If both lists have nested lists, then it’s fine:
SELECT list_has_any(
[['Cat', 'Dog', 'Zebra']],
[['Zebra', 'Bull']]
);
Result:
false
But this now means that we’re testing whether or not the second nested list is within the first. In this case it wasn’t, and so false
was returned.
Here’s an example of where it returns true
:
SELECT list_has_any(
[['Cat', 'Dog', 'Zebra'], ['Zebra', 'Bull']],
[['Zebra', 'Bull']]
);
Result:
true
In this case, both arguments contain a nested list with Zebra
, followed by Bull
.
But order matters:
SELECT list_has_any(
[['Cat', 'Dog', 'Zebra'], ['Bull', 'Zebra']],
[['Zebra', 'Bull']]
);
Result:
false
I switched the order in one of the sub-lists, and the result is false
.
We can also use functions like unnest()
and flatten()
in order to match individual elements within the lists:
SET VARIABLE list1 = [['Cat', 'Dog', 'Bird', 'Zebra']];
SET VARIABLE list2 = [['Zebra', 'Cat']];
SELECT
list_has_any(
getvariable('list1'),
getvariable('list2')
) AS original_lists,
list_has_any(
unnest( getvariable('list1') ),
unnest( getvariable('list2') )
) AS unnested,
list_has_any(
flatten( getvariable('list1') ),
flatten( getvariable('list2') )
) AS flattened;
Result:
+----------------+----------+-----------+
| original_lists | unnested | flattened |
+----------------+----------+-----------+
| false | true | true |
+----------------+----------+-----------+
An Alias: array_has_any()
DuckDB also has an array_has_any()
function, which is an alias for list_has_any()
. So we can use either one interchangeably:
SELECT
list_has_any(
['apple', 'banana', 'cherry'],
['banana', 'cherry', 'date']
) AS list_has_any,
array_has_any(
['apple', 'banana', 'cherry'],
['banana', 'cherry', 'date']
) AS array_has_any;
Result:
+--------------+---------------+
| list_has_any | array_has_any |
+--------------+---------------+
| true | true |
+--------------+---------------+
Checking For All Elements: The list_has_all()
Function
DuckDB also has a list_has_all()
function that checks whether all elements in the second list are in the first.
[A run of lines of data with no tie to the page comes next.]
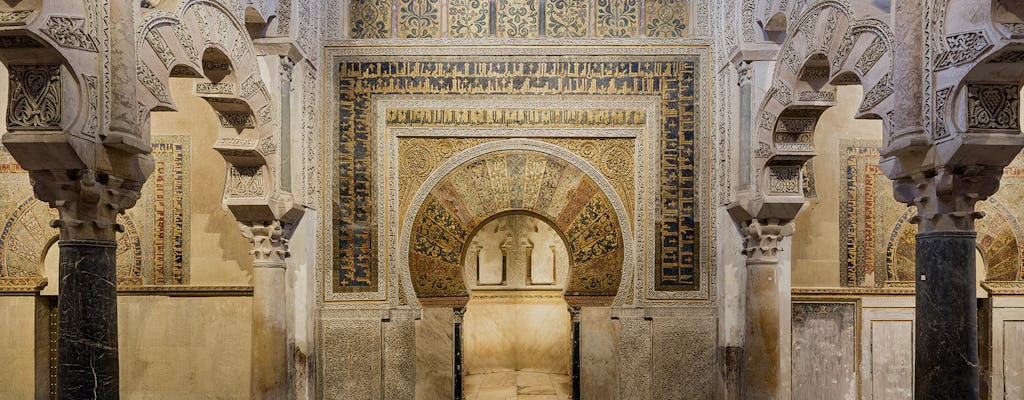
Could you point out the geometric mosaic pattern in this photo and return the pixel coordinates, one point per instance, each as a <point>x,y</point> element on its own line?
<point>521,18</point>
<point>154,248</point>
<point>878,238</point>
<point>516,180</point>
<point>673,79</point>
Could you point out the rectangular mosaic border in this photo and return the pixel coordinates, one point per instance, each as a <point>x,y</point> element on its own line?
<point>698,54</point>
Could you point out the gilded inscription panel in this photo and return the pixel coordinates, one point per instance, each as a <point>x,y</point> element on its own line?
<point>154,247</point>
<point>878,238</point>
<point>673,79</point>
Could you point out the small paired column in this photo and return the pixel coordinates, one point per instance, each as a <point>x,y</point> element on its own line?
<point>269,327</point>
<point>946,314</point>
<point>762,354</point>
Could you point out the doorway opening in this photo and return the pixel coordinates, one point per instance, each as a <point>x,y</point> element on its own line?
<point>517,328</point>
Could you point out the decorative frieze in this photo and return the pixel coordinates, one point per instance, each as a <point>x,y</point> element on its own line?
<point>12,42</point>
<point>516,18</point>
<point>419,18</point>
<point>371,18</point>
<point>962,48</point>
<point>247,181</point>
<point>566,18</point>
<point>237,120</point>
<point>783,180</point>
<point>160,47</point>
<point>14,17</point>
<point>871,55</point>
<point>69,32</point>
<point>35,97</point>
<point>616,18</point>
<point>881,90</point>
<point>763,238</point>
<point>945,197</point>
<point>153,83</point>
<point>667,18</point>
<point>782,94</point>
<point>495,118</point>
<point>214,88</point>
<point>810,95</point>
<point>469,18</point>
<point>269,241</point>
<point>939,125</point>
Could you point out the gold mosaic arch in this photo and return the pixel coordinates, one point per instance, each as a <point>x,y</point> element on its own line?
<point>520,180</point>
<point>999,238</point>
<point>27,235</point>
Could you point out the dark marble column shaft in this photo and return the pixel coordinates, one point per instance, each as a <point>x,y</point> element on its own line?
<point>946,325</point>
<point>459,312</point>
<point>574,312</point>
<point>87,349</point>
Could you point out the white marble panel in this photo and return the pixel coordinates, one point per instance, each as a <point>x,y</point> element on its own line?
<point>1013,359</point>
<point>434,354</point>
<point>351,358</point>
<point>598,354</point>
<point>824,351</point>
<point>516,330</point>
<point>891,358</point>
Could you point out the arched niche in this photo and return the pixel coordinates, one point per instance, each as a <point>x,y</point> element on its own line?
<point>516,175</point>
<point>998,245</point>
<point>27,238</point>
<point>516,251</point>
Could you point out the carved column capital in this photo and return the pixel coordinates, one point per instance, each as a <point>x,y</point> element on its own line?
<point>88,203</point>
<point>459,313</point>
<point>745,73</point>
<point>574,313</point>
<point>763,238</point>
<point>286,69</point>
<point>269,239</point>
<point>945,197</point>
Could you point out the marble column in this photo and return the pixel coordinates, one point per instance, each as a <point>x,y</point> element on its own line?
<point>87,345</point>
<point>269,328</point>
<point>762,360</point>
<point>574,312</point>
<point>946,314</point>
<point>459,314</point>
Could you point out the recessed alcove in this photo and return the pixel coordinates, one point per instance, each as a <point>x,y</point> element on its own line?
<point>517,329</point>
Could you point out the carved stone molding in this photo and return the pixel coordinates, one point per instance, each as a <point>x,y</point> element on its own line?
<point>963,47</point>
<point>35,97</point>
<point>269,239</point>
<point>945,197</point>
<point>69,32</point>
<point>247,181</point>
<point>745,73</point>
<point>993,106</point>
<point>14,17</point>
<point>763,238</point>
<point>88,203</point>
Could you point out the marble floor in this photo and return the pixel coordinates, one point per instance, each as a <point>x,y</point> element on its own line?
<point>517,386</point>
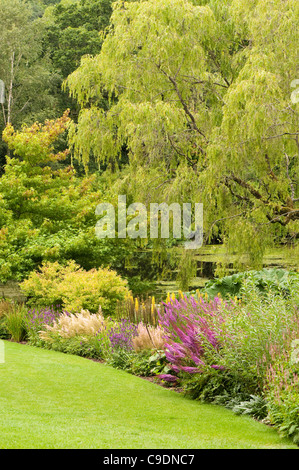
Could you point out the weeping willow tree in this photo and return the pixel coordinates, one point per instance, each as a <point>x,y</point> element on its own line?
<point>198,95</point>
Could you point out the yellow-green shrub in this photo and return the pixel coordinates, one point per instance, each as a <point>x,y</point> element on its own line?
<point>74,289</point>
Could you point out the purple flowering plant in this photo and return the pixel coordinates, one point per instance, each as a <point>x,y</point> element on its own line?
<point>193,333</point>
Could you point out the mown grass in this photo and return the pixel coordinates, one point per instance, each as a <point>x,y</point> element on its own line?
<point>50,400</point>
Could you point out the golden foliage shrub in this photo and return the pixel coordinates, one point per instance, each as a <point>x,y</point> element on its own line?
<point>74,289</point>
<point>148,337</point>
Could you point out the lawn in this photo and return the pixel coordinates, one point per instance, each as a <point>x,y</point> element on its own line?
<point>51,400</point>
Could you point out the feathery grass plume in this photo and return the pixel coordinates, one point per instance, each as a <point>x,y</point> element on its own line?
<point>69,325</point>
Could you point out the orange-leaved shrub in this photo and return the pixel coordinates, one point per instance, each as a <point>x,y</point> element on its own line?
<point>72,288</point>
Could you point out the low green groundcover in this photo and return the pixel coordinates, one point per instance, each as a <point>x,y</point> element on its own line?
<point>52,400</point>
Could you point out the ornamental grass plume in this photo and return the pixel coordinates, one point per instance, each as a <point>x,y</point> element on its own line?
<point>69,325</point>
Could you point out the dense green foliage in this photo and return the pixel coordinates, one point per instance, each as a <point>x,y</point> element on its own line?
<point>279,280</point>
<point>200,96</point>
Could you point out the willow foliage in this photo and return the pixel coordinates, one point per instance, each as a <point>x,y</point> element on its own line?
<point>199,95</point>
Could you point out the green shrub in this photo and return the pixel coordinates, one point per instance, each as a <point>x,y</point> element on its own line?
<point>15,323</point>
<point>255,407</point>
<point>282,389</point>
<point>277,280</point>
<point>74,289</point>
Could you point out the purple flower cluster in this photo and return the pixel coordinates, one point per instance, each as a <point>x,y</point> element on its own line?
<point>122,334</point>
<point>191,327</point>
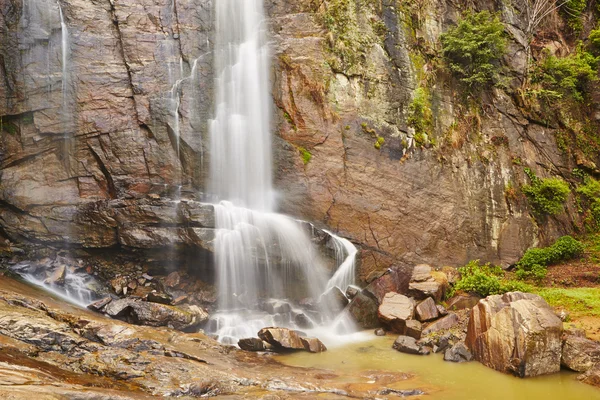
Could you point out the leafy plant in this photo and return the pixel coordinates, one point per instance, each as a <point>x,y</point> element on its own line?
<point>547,195</point>
<point>560,76</point>
<point>534,262</point>
<point>474,48</point>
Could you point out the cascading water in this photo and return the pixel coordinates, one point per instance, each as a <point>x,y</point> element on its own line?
<point>260,255</point>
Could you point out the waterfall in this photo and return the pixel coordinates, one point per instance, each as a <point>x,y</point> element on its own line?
<point>261,257</point>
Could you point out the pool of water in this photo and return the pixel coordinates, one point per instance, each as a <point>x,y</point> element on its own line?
<point>440,379</point>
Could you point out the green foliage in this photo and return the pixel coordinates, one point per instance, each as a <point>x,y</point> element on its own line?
<point>591,191</point>
<point>572,11</point>
<point>533,264</point>
<point>379,142</point>
<point>419,116</point>
<point>305,154</point>
<point>546,195</point>
<point>567,75</point>
<point>475,47</point>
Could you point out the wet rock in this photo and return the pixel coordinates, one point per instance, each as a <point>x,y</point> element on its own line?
<point>426,310</point>
<point>281,338</point>
<point>352,291</point>
<point>251,344</point>
<point>334,300</point>
<point>462,301</point>
<point>313,345</point>
<point>413,329</point>
<point>99,305</point>
<point>591,376</point>
<point>363,308</point>
<point>579,353</point>
<point>458,353</point>
<point>516,333</point>
<point>172,280</point>
<point>158,297</point>
<point>396,279</point>
<point>155,314</point>
<point>449,321</point>
<point>58,276</point>
<point>407,344</point>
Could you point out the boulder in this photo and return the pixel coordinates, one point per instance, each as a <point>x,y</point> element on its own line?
<point>426,310</point>
<point>313,345</point>
<point>281,338</point>
<point>396,279</point>
<point>395,310</point>
<point>515,333</point>
<point>458,353</point>
<point>251,344</point>
<point>99,305</point>
<point>413,329</point>
<point>407,344</point>
<point>58,276</point>
<point>449,321</point>
<point>462,301</point>
<point>591,376</point>
<point>579,353</point>
<point>333,300</point>
<point>363,309</point>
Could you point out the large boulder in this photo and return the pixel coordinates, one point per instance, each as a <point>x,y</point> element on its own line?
<point>579,353</point>
<point>515,333</point>
<point>407,344</point>
<point>395,310</point>
<point>363,309</point>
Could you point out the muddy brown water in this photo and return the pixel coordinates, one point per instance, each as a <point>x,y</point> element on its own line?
<point>440,380</point>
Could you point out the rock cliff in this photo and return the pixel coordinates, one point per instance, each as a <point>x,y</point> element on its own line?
<point>125,117</point>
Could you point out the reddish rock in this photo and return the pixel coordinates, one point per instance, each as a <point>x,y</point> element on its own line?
<point>395,310</point>
<point>426,310</point>
<point>516,333</point>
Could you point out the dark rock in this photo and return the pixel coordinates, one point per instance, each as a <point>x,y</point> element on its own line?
<point>579,353</point>
<point>516,333</point>
<point>395,310</point>
<point>413,329</point>
<point>379,332</point>
<point>407,344</point>
<point>99,305</point>
<point>458,353</point>
<point>426,310</point>
<point>444,323</point>
<point>363,308</point>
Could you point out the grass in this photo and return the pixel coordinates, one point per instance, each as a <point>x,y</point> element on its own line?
<point>577,301</point>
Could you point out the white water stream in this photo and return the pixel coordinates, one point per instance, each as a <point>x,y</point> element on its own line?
<point>259,254</point>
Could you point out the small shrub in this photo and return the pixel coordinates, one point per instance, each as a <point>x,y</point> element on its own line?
<point>546,195</point>
<point>567,75</point>
<point>474,48</point>
<point>533,264</point>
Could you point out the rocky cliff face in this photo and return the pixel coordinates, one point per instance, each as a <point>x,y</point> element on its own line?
<point>129,119</point>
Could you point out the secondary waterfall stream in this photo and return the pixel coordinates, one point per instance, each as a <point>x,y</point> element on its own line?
<point>261,256</point>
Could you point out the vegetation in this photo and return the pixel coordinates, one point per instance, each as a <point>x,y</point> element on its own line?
<point>547,195</point>
<point>474,48</point>
<point>535,261</point>
<point>419,116</point>
<point>305,154</point>
<point>566,76</point>
<point>485,280</point>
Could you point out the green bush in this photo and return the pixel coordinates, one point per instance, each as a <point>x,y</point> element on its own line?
<point>474,48</point>
<point>546,195</point>
<point>533,264</point>
<point>419,116</point>
<point>567,75</point>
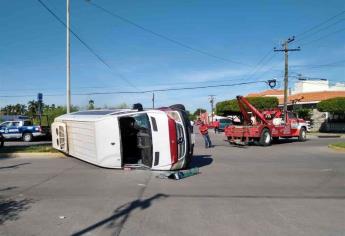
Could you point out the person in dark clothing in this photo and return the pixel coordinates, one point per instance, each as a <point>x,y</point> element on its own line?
<point>204,131</point>
<point>2,140</point>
It goes something like this:
SELECT list_has_all(
['Cat', 'Dog', 'Bird', 'Zebra'],
['Zebra', 'Horse', 'Frog']
);
Result:
false
It returned false
because not all items in the second list are in the first list. These are the same two lists that returned true when we ran them through the list_has_any()
function near the start of this article.